Marlene se levantou, desceu as escadas...andou sem rumo até o sol nascer de novo...foi encontrada por uma vizinha de prédio e conduzida à sua casa. Não diria palavra sequer, tampouco oferecia resistência. Ao fechar a porta atrás de si, já estava informada de se chamar Marlene. Deu de ombros, sentia cansaço. Passou pela cozinha. Uma maçã muito vermelha atraiu seu olhar virgem de registros significativos. O cheiro era bom...comeu a maçã e desabou em sono profundo.

Do outro lado da cidade, Oublier voltava da praia, onde jogava ao mar os baús dos agoniados que, por décadas, atravessavam sua porta em busca do "alívio". Ao entrar em seu quarto, deu de cara com o de Marlene.
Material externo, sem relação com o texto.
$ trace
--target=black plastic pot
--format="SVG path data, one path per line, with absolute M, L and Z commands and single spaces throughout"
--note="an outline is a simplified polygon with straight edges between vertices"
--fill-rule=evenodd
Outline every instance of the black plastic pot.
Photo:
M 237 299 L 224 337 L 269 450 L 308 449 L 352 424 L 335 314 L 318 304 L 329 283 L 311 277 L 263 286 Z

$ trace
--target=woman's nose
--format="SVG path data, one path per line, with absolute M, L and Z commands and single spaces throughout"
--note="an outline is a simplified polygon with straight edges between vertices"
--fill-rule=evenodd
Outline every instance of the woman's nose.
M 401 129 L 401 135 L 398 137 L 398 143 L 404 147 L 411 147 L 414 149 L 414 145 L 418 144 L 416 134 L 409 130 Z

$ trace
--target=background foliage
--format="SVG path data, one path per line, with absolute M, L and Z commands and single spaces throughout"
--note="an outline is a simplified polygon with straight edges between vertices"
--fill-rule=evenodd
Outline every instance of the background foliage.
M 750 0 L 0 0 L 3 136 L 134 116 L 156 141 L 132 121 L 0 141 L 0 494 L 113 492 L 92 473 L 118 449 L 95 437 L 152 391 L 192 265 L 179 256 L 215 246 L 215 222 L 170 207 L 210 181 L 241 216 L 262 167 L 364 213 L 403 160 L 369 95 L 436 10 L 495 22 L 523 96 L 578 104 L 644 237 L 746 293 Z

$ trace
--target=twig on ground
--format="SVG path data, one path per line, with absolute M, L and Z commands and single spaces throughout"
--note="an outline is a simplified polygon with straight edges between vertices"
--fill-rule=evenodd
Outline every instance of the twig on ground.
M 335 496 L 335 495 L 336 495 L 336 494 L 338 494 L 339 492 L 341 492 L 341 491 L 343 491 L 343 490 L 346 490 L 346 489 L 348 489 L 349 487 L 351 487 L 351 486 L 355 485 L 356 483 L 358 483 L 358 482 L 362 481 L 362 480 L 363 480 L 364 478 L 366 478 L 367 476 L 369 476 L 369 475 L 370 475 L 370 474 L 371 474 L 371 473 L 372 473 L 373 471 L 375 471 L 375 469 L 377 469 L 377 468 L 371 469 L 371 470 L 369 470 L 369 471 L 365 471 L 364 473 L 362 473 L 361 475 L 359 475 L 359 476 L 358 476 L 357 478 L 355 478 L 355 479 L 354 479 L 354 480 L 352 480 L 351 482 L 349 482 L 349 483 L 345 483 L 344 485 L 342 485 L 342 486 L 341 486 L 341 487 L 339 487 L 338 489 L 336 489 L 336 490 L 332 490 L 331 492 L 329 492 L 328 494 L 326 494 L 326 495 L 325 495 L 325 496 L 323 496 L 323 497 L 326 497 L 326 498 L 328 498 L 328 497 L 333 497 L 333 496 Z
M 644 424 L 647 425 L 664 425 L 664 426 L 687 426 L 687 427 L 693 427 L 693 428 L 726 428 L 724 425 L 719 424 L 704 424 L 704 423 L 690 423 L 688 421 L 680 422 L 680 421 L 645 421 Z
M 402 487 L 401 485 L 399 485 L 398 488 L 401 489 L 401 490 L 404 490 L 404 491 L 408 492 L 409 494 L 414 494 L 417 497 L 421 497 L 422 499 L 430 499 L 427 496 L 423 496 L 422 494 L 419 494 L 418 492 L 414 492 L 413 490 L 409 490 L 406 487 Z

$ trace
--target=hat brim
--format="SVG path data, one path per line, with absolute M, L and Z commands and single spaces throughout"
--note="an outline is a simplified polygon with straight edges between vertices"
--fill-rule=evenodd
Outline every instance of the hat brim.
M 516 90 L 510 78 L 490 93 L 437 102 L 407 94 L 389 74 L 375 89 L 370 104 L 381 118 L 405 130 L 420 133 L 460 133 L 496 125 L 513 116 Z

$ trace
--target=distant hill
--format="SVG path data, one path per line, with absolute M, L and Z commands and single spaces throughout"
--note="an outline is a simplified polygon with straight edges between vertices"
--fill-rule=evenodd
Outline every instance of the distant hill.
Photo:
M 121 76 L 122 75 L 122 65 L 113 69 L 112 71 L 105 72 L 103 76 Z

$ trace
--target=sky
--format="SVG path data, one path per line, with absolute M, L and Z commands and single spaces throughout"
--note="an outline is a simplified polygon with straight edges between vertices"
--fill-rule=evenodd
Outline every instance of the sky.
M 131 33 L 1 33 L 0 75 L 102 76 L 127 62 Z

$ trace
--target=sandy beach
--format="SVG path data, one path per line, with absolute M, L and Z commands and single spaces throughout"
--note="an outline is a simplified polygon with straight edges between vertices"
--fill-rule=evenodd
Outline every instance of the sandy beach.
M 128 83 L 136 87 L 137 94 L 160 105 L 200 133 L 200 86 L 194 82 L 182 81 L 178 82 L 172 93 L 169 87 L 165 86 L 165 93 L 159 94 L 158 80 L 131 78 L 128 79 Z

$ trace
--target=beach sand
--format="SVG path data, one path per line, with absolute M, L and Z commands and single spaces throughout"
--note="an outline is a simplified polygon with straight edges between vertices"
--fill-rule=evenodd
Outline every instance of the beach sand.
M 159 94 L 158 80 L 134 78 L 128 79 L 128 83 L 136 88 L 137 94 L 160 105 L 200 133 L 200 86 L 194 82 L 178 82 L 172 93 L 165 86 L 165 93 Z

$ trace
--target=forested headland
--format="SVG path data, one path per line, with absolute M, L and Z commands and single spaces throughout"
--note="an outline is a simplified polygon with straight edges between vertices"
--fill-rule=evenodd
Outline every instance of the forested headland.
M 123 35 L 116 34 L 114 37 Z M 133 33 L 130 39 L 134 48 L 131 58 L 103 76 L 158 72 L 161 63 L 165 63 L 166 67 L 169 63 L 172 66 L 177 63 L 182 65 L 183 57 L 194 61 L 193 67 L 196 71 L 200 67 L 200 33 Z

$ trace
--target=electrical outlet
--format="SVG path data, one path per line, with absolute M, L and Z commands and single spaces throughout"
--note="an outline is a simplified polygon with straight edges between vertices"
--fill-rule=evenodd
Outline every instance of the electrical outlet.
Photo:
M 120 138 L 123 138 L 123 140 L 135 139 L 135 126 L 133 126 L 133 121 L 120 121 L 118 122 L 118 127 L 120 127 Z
Uma semana se passava, e mais outra, e outros baús ganhavam o Oceano...menos o de Marlene. Às vezes, abria-o para sentir o cheiro da história daquela mulher tão...tão sabe-se lá, encantadora, talvez...As histórias contadas ganhavam forma material dentro daquelas caixinhas. Oublier não conseguia se privar do prazer de acarinhar um pedaço vermelho de fita de cetim...ou um sachê de chá de frutas cítricas...ou de ouvir aquela música que representara um dia, para aquela bela dama cansada,toda a dor do mundo. O que o "infalível" não sabia é que, cada visita ao museu particular daquela mulher, representava uma "fuga" das memórias retidas. Marlene voltava a se encantar por novas fitas, e numa manhã chuvosa, testava, pela "primeira vez", uma receita de maçã do amor...ao som de lindas músicas. Ao menos dele, ela não se lembrava...até então.